Spike’s coy smile disappeared and his eyes narrowed as he looked up. “And you asking me for help, that’s not out of the ordinary?” Spike blinked and looked down again. “Besides, I’ve got this splitting headache. I’m just a little out of my element tonight. Come back tomorrow and I’ll tell you what you want to know.”

“Oh, no you don’t,” Buffy said. “I just paid you enough to buy you enough blood for a month. You’ll tell me what you know now.”

“I really don’t feel up to it, Slayer. What am I going to do overnight, kill one of the Superfriends? Right. That’ll solve all my cranial problems.”

Spike looked up and Buffy saw that he was quite seriously tired-looking. Her face softened ever so slightly. “Okay, fine. I’m so not in the mood to argue with you anyway.” Buffy jumped off the tomb she was sitting on and sauntered toward the door, shouting over her shoulder. “But if you don’t tell me everything tomorrow, Spike, I swear I’ll finally achieve my dream of the past year and plunge a sharp wooden object through your chest. I may even have Riley do it while I videotape…” her voice trailed away as she left the graveyard.

Buffy was halfway home when she stopped and came extremely close to turning around and marching right back to Spike to beat the information out of him. She’d gotten very little before she’d retreated because he ‘looked beat’. Since when has she ever cared what he looked like?

Hey, you’re tired too, said a voice inside her head. She decided that her fatigue was more important than her need to find out what happened tonight. She had time; there really was no rush.

Buffy entered her house to find both her mom and Dawn in bed. She sauntered into her room and flopped onto her bed, still fully clothed; she fell asleep within the minute.

***

“Completely obliviated.”

“No. The town was there, totally in tact. It was the people who were completely… poof.”

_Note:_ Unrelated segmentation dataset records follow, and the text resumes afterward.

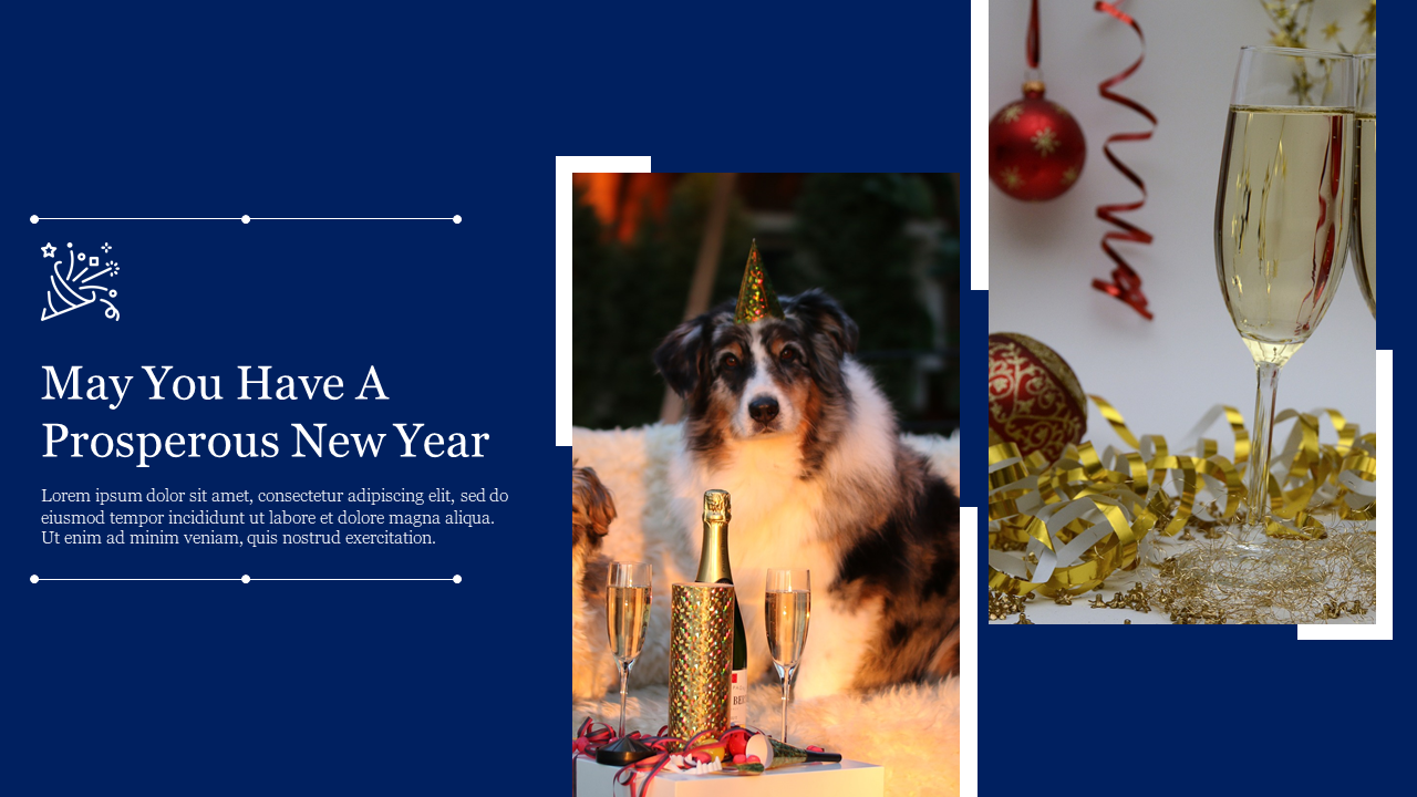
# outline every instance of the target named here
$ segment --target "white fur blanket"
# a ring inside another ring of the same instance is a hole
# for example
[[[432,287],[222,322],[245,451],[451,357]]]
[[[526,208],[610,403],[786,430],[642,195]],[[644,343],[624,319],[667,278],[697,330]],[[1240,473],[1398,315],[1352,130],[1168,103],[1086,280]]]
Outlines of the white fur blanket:
[[[951,486],[959,488],[959,437],[901,435],[921,451]],[[616,520],[605,539],[604,553],[611,557],[639,559],[646,546],[683,545],[656,540],[643,533],[646,525],[663,523],[646,518],[656,503],[652,491],[666,491],[669,461],[679,444],[679,427],[655,424],[632,430],[574,430],[572,458],[597,475],[615,496]],[[691,543],[690,543],[691,545]],[[676,552],[689,562],[691,552]],[[693,574],[687,574],[691,579]],[[656,573],[657,579],[657,573]],[[672,574],[670,580],[683,580]],[[629,679],[626,725],[646,733],[667,722],[667,686],[660,678],[667,662],[636,662]],[[760,681],[750,686],[748,722],[765,730],[778,728],[781,692],[775,684]],[[788,737],[803,745],[819,745],[847,759],[886,766],[886,793],[958,794],[959,790],[959,682],[949,678],[938,684],[903,685],[867,695],[829,695],[802,699],[788,709]],[[585,716],[614,726],[619,720],[619,691],[604,701],[572,705],[571,729]],[[640,718],[643,718],[640,720]]]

Willow’s face was much paler than usual. “And the rest of your family…”

“Moved out last y-year,” Tara said quickly. “The graveyard was so full… it looked like some kind of… of disaster happened there.”

“Like, the natural kind, or the supernatural kind? Because I could… I mean, we could talk to Buffy. She can figure it out.”

“It looked deserted, Willow. Like someone left it there on purpose, untouched. Like everyone just died of natural causes at the same time, were all buried at the same time and the same place, and then the people who found everyone just… left.”

“Oh, baby…” Willow took Tara’s face in her hands. “Do you want to go back there?”

“No,” Tara whispered. “Can’t we just leave it?” A tear rolled silently down her cheek.

“Shh, hey. We’ll leave it if you want to. We’ll just leave it. I'm here for you, baby. I'll always be here.” Willow pulled Tara toward her and they sat, Willow stroking Tara’s hair as she let out her fear in the form of tears.